As riders we tend to have strong calf muscles; however, just because they are strong does not always mean they are functioning properly. Our calves serve as the heart of the lower body — the two main muscles in the lower leg, the gastrocnemius and the soleus, assist the cardiovascular system in pumping blood back up to the heart with each step. This is part of the reason you are encouraged to get up and walk around on long flights.
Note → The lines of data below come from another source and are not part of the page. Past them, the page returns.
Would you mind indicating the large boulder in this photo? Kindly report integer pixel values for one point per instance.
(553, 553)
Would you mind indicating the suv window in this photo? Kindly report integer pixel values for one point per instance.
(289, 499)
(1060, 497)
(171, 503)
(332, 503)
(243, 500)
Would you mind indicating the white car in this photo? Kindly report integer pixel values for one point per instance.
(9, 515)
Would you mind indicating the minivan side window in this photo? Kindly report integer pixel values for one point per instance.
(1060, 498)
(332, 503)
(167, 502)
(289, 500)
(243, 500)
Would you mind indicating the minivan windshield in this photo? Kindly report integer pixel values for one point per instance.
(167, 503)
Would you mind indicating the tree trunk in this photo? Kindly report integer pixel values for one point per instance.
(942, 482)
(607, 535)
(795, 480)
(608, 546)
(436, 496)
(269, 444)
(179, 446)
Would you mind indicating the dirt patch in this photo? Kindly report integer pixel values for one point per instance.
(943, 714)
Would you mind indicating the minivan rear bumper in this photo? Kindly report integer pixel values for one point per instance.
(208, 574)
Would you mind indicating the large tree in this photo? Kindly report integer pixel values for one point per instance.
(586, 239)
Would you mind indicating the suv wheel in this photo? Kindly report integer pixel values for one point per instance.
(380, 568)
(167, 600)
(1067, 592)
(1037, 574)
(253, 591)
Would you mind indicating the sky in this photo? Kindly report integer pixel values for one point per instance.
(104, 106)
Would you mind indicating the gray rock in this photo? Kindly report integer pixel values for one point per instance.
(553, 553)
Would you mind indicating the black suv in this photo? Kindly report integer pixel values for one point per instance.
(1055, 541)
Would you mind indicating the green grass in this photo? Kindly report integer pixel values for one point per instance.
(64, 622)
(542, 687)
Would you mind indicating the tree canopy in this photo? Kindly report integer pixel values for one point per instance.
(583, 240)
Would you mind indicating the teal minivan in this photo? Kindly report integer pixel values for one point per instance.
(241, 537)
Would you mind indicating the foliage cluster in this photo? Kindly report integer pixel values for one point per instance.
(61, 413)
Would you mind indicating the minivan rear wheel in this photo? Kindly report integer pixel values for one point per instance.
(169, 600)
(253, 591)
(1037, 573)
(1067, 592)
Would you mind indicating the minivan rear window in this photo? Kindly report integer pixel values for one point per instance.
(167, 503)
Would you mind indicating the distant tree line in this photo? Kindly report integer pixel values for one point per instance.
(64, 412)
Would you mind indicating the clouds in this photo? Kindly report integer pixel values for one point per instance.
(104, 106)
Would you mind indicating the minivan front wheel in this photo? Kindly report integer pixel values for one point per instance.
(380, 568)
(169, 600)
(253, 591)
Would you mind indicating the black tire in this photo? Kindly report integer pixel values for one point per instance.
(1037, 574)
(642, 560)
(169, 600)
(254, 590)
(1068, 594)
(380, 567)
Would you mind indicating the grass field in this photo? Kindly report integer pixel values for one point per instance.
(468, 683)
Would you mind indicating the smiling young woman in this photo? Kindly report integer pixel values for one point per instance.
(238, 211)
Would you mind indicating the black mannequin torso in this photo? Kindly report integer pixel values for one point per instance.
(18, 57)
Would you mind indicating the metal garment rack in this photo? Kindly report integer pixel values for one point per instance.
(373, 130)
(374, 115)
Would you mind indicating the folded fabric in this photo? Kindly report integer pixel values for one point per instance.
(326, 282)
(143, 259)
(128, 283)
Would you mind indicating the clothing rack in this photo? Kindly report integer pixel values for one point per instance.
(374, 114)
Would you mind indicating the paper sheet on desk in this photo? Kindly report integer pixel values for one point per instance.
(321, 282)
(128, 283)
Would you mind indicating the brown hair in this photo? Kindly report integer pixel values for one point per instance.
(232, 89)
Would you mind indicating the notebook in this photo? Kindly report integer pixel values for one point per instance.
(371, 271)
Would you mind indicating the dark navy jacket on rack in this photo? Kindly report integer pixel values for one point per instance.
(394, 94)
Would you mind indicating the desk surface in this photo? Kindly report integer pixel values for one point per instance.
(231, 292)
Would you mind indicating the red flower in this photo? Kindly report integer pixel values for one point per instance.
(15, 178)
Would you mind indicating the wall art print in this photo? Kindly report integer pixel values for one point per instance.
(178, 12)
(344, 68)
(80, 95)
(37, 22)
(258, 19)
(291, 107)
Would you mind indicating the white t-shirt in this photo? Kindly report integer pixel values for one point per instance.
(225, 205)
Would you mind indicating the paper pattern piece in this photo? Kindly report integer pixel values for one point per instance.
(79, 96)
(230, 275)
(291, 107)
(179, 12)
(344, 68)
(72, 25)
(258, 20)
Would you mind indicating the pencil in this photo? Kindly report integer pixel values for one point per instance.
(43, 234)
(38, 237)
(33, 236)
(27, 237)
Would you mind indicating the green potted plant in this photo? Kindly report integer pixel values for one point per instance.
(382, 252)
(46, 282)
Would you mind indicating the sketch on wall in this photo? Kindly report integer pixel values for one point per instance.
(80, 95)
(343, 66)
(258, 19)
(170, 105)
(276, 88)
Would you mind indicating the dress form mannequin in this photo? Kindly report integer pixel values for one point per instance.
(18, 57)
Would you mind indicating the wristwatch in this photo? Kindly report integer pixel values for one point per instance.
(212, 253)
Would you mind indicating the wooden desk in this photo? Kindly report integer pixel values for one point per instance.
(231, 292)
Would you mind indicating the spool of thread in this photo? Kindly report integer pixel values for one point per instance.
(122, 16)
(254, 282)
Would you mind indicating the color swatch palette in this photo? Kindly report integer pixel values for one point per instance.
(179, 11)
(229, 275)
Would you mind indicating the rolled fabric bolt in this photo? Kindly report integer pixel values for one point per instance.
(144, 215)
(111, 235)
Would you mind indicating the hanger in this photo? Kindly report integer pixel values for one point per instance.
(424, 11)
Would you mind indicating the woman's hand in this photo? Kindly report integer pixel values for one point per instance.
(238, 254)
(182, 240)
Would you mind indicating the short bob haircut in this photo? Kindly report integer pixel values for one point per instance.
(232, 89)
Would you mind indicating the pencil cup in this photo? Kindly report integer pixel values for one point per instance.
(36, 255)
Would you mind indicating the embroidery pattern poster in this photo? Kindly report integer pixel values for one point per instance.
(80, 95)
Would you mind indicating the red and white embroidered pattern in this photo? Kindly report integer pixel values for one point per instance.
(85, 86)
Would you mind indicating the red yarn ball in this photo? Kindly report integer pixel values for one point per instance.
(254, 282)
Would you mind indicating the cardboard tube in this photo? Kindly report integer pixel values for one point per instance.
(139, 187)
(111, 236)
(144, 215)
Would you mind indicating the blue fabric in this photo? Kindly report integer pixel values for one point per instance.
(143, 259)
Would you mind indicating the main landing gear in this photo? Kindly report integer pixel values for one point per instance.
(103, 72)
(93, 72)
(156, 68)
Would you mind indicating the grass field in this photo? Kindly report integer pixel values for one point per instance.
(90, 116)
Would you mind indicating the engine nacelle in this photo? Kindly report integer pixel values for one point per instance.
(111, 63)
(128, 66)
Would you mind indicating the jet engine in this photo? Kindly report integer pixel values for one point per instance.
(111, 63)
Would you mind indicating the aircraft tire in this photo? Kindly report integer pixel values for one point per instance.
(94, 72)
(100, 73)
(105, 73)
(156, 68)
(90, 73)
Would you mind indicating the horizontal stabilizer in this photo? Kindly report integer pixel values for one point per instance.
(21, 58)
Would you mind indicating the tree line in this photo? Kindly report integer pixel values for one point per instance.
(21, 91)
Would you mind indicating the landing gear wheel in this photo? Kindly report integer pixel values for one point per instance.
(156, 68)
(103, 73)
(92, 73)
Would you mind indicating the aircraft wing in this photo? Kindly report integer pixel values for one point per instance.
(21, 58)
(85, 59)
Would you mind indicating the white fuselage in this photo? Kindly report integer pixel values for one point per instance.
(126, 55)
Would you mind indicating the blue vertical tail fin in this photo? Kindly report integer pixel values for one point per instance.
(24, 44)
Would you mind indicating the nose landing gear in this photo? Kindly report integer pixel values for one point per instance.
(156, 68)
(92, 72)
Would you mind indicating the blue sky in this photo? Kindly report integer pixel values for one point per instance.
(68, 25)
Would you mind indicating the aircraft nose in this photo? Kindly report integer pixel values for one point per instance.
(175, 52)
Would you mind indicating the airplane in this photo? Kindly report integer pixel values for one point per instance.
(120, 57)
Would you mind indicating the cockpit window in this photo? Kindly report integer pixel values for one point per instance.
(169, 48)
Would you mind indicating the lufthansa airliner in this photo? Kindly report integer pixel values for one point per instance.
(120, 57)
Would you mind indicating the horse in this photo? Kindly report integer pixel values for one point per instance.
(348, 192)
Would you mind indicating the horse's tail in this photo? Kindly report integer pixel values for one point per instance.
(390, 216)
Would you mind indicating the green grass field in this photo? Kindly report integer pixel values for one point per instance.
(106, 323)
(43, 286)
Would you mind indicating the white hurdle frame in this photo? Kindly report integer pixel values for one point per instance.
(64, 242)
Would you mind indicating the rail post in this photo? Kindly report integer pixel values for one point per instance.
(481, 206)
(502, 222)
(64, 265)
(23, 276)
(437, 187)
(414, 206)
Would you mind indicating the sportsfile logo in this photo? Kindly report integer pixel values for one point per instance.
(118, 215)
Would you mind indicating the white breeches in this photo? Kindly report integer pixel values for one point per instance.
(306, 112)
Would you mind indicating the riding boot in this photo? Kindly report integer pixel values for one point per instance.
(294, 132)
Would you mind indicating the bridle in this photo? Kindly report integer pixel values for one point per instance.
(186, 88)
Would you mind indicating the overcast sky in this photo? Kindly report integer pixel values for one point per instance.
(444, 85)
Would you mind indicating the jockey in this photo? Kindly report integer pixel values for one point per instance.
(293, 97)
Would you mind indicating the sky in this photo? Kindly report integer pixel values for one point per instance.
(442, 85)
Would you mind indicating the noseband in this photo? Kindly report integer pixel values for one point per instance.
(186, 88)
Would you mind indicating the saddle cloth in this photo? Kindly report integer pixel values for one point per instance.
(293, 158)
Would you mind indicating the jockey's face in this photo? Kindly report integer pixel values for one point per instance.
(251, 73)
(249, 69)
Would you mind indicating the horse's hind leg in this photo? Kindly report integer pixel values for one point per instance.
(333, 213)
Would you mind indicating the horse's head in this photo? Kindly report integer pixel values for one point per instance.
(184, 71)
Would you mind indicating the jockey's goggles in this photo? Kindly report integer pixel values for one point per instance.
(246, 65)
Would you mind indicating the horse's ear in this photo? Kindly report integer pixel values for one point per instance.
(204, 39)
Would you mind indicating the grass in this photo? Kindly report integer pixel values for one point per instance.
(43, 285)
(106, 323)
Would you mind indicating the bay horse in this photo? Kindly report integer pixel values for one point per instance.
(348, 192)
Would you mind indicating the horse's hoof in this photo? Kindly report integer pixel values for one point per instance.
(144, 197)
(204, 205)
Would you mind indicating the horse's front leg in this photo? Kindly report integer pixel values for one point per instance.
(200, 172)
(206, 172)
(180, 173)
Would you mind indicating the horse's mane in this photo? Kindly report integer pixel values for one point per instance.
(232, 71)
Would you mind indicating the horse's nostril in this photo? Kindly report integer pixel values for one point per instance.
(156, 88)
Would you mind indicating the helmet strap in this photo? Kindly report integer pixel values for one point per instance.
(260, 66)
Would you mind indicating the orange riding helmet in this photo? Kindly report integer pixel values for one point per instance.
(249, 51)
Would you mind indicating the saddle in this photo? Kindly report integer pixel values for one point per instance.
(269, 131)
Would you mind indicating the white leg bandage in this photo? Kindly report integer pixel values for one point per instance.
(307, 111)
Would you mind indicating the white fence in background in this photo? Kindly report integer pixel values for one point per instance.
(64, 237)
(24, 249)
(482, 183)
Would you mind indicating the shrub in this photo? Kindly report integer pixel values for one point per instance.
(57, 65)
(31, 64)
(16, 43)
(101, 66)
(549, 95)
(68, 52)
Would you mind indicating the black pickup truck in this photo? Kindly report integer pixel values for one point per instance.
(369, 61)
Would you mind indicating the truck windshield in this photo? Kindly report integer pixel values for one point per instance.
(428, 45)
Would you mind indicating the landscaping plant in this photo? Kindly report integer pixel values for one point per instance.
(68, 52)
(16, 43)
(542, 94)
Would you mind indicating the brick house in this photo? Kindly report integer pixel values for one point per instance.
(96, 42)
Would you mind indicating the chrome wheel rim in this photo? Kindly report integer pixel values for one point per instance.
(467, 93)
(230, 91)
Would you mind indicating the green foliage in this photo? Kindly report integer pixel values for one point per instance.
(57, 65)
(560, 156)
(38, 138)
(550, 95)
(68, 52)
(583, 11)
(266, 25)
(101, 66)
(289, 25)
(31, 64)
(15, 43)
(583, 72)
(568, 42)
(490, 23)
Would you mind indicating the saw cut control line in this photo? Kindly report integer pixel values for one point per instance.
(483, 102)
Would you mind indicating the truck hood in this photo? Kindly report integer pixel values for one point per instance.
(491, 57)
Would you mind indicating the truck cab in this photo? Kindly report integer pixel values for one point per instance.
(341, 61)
I commonly encounter riders who suffer from overly tight calves that has a profound impact on the galloping position, as well as common human lameness like plantar fasciitis. As humans we should pay as much attention to stretching our calves as we do our hamstrings.
For this exercise you will need a step or a solid mounting block.
- Place the ball of your foot on the step, place your hand on a railing or a wall to steady yourself. (This is not the place to add balance work in as bouncing, hopping and sudden movements will increase your chance of injury.)
- Drop your heels down toward the floor. At the bottom of the range of motion hold that static position for five seconds.
- Next with your hand supporting you on the wall, slowly rise up pressing your toes into the step and contracting in your calves. Go for your full range of motion — this will be different for everyone.
- Complete this exercise for two minutes and you will be feeling quite the burn in your lower leg and possibly your glutes and hamstrings.
- Finish by holding the start position for at least 30 seconds.
Jaclyn Burke is one of my idols and time management gurus. The amount of things she can accomplish in a day is second to none. Jaclyn owns and operates Burke Equestrian out of Hablyn Hills Equestrian Center in the heart of Area II. Jaclyn specialize in bringing OTTBs up through the levels and she has competed at the CCI3*-L level, with goals and plans to get back with her talented string of three competition horses.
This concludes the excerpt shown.